I went to yoga tonight. My last yoga class was sometime in 2007 – after I started taking karate but before I started kickboxing. I wanted to keep doing it all, but there are just not enough hours in the day. At least there weren’t back then. There might be now, but alas, I am too broken for karate and kickboxing, so yoga on its own it is.
And it was great! Nearly everything came back to me; the breath, the focus, the postures, the way I knew what the instructor was going to say and where she was going with the practice before it happened. Muscle memory, I guess? Something, anyway.

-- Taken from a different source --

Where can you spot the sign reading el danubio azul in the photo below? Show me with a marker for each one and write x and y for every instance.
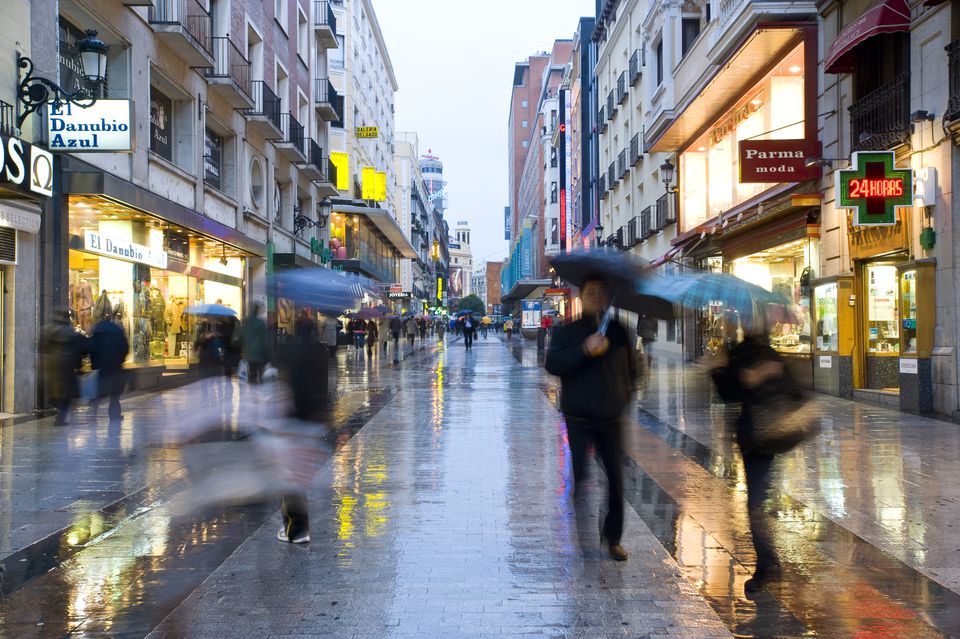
(25, 167)
(874, 187)
(106, 125)
(123, 250)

And yes, this is the same instructor I had all those years ago when I used to yoga. We were reminiscing. It was probably 2001-2002 that I started classes with her. Max was wee, Charles barely in school. Her own daughter was just a few years older, and now she is doing a Masters degree. Time goes on.
And my body. Oh dear, my poor old body. I am 10 years older, several pounds heavier, and oh dear. So what didn’t come back? The flexibility. Holy god, I have lost it all.
This is the kind of thing that would have, back in the day, bothered me so much that I would have given up. But tonight I was able to cut myself some slack, work to my limit, and not go beyond that. I was, as a matter of fact, present.
I had kind of a shitty summer, friends. I won’t go into details, but there was a lot of stress, a lot of shit going on that I was unable to control. And, if you ever ask me what level of control I would like to have in any given situation, my answer is typically ALL OF IT. So you can see how this would have been kind of a problem.
When we were asked at the beginning of class what brought us to yoga – or brought us back to yoga – I said I missed the ability to be present, to be mindful of the present. I had lost the ability to focus on the now, and, after this summer, I needed to get that back. I hadn’t planned on saying that. Usually, in those kinds of situations, I say something benign, something generic, so the instructor just moves along to the next person. But tonight, those words – present, mindful – just rushed from me. Clearly, they needed to be said.
The class flew by. Suddenly we were settling in for savasana, and then it was over.
I am going to be SO SORE tomorrow, I know it. I have not moved like that in a very long time. But as I always like to say it’s a “good hurt.” The hurt where you know you’ve done something amazing for your body, so you don’t mind the pain.
My body hurts, but my brain – for the first time in quite some time – does not. I call that a win.
Also? Hi. Thanks for sticking around. I think I might be back for good this time. This too is good for the brain.